Five justices at the UK’s highest court ruled the plans to deport asylum seekers to the east African nation are unlawful.
In a unanimous Supreme Court ruling, five of the UK’s most senior judges have ruled that the Government’s plan to deport some asylum seekers to Rwanda is unlawful.
With a 56-page judgment on Wednesday, the UK’s highest court rejected the Home Office’s argument that problems past and present with Rwanda’s asylum system are “not a reliable guide” to how asylum seekers sent from the UK under the plans would be treated.
In their ruling, which the other justices agreed with, Lords Reed and Lloyd-Jones said Rwanda’s history “cannot be effectively ignored or sidelined” as suggested.
They said there was “no dispute” that the Rwandan government entered into its deal with the UK “in good faith”, with strong incentives to follow the terms of the arrangement.
Lords Reed and Lloyd-Jones continued: “Nevertheless, intentions and aspirations do not necessarily correspond to reality: the question is whether they are achievable in practice.
“The central issue in the present case is therefore not the good faith of the government of Rwanda at the political level, but its practical ability to fulfil its assurances, at least in the short term, in the light of the present deficiencies of the Rwandan asylum system.”
The justices concluded there were grounds for believing that sending asylum seekers to Rwanda would “expose them to a real risk of ill-treatment” through being returned to their country of origin.
The Supreme Court justices later said there was “evidence of a culture within Rwanda of, at best, inadequate understanding of Rwanda’s obligations under the Refugee Convention”.
At the start of the decision, the judges said they were not dealing with the political aspects of the controversial policy.
Lords Reed and Lloyd-Jones said: “The court is not concerned with the political debate surrounding the policy, and nothing in this judgment should be regarded as supporting or opposing any political view of the issues.”
In his summary of the decision, Supreme Court president Lord Reed said there were several international arrangements over the treatment of refugees, particularly protecting their right not to be returned to their country of origin.
These include the Refugee Convention, the UN Convention Against Torture, the UN International Covenant on Civil and Political Rights, as well as the European Convention on Human Rights.
He continued: “It is therefore not only the European Convention on Human Rights which is relevant to this case, as is sometimes thought.
“There are other international treaties which also prohibit the return of asylum seekers to their countries of origin without a proper examination of their claims.”
Lords Reed and Lloyd-Jones later said in their ruling that the High Court had wrongly dismissed the evidence of the UN Refugee Agency, the UNHCR, about problems with the Rwandan asylum system.
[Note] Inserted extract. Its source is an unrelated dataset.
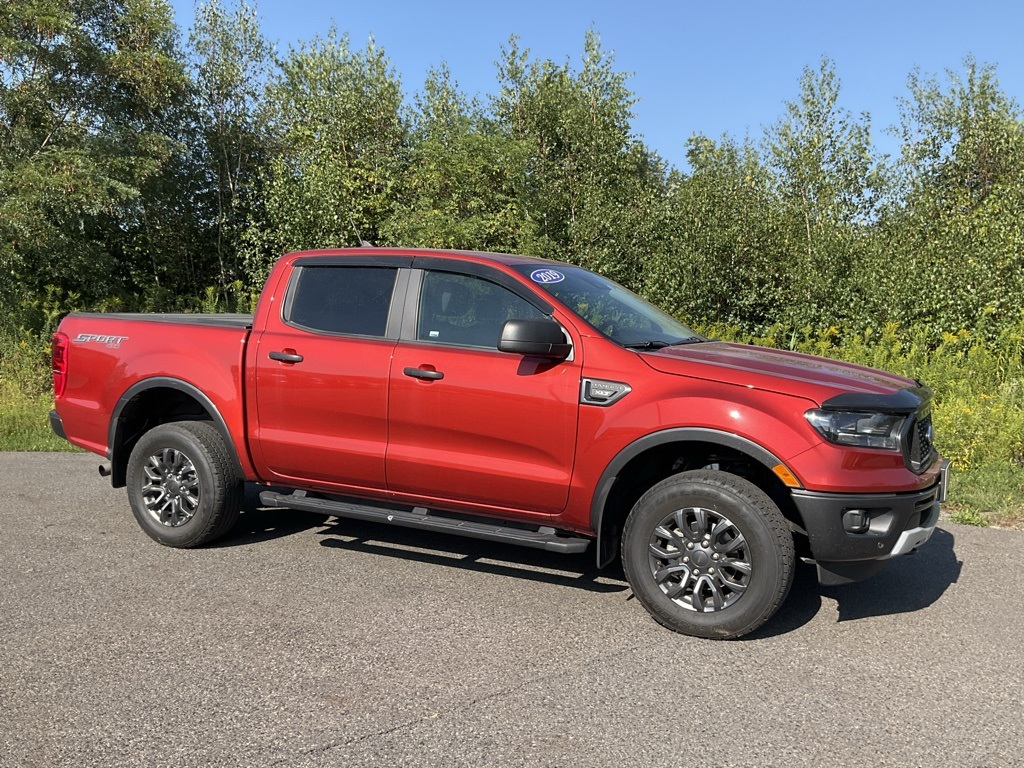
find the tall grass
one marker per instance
(978, 411)
(978, 408)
They said: “UNHCR’s evidence will naturally be of greatest weight when it relates to matters within its particular remit or where it has special expertise in the subject matter.
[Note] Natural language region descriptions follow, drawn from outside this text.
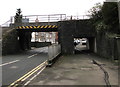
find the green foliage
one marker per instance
(96, 13)
(105, 17)
(110, 15)
(18, 16)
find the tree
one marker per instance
(110, 16)
(18, 16)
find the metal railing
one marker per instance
(45, 18)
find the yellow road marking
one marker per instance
(53, 26)
(49, 26)
(46, 26)
(34, 26)
(27, 27)
(38, 26)
(20, 27)
(42, 26)
(23, 27)
(31, 27)
(27, 74)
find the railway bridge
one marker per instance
(68, 28)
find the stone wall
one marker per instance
(40, 44)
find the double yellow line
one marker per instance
(27, 75)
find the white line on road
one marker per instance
(32, 55)
(9, 63)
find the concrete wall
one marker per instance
(83, 28)
(40, 44)
(68, 30)
(10, 43)
(66, 37)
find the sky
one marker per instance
(44, 7)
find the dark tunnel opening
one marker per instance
(84, 45)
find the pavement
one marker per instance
(78, 69)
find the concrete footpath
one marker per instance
(78, 70)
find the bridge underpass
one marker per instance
(67, 31)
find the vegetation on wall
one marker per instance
(18, 16)
(105, 17)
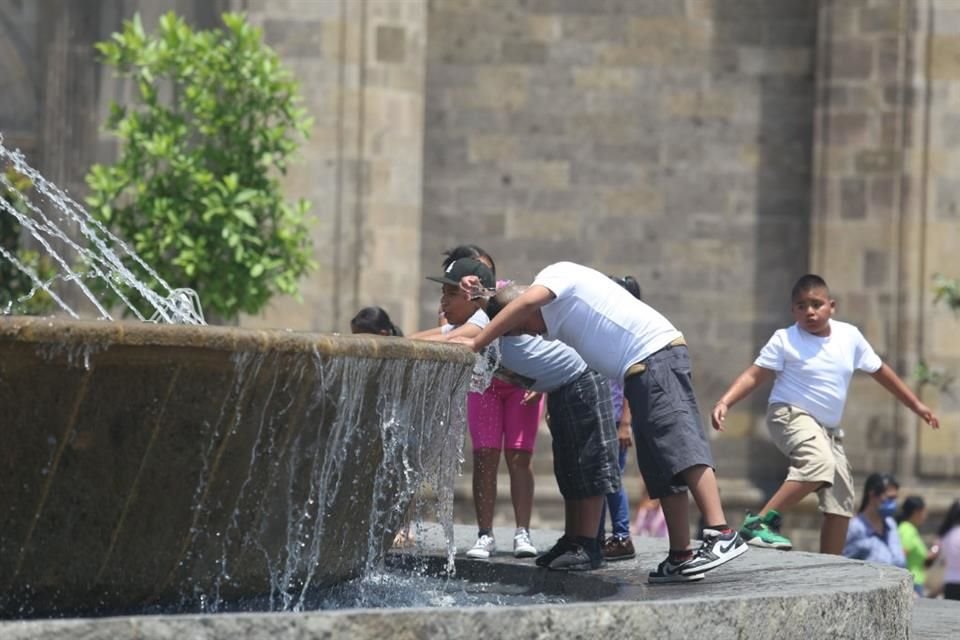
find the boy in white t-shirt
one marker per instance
(626, 339)
(583, 432)
(812, 361)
“Its evidence in the present case concerns matters falling within its remit and about which it has undoubted expertise.”
While the Supreme Court ruled the policy as it stands is unlawful, the court did not rule out plans being lawful in the future.
Lords Reed and Lloyd-Jones said: “As matters stand, the evidence establishes substantial grounds for believing that there is a real risk that asylum claims will not be determined properly, and that asylum seekers will in consequence be at risk of being returned directly or indirectly to their country of origin.
“In that event, genuine refugees will face a real risk of ill-treatment in circumstances where they should not have been returned at all.
“The right of appeal to the High Court is completely untested and there are grounds for concern as to its likely effectiveness.
“The detection of failures in the asylum system by means of monitoring, however effective it may be, will not prevent those failures from occurring in the first place.”
Lords Reed and Lloyd-Jones added: “The structural changes and capacity-building needed to eliminate that risk may be delivered in the future, but they were not shown to be in place at the time when the lawfulness of the policy had to be considered in these proceedings.”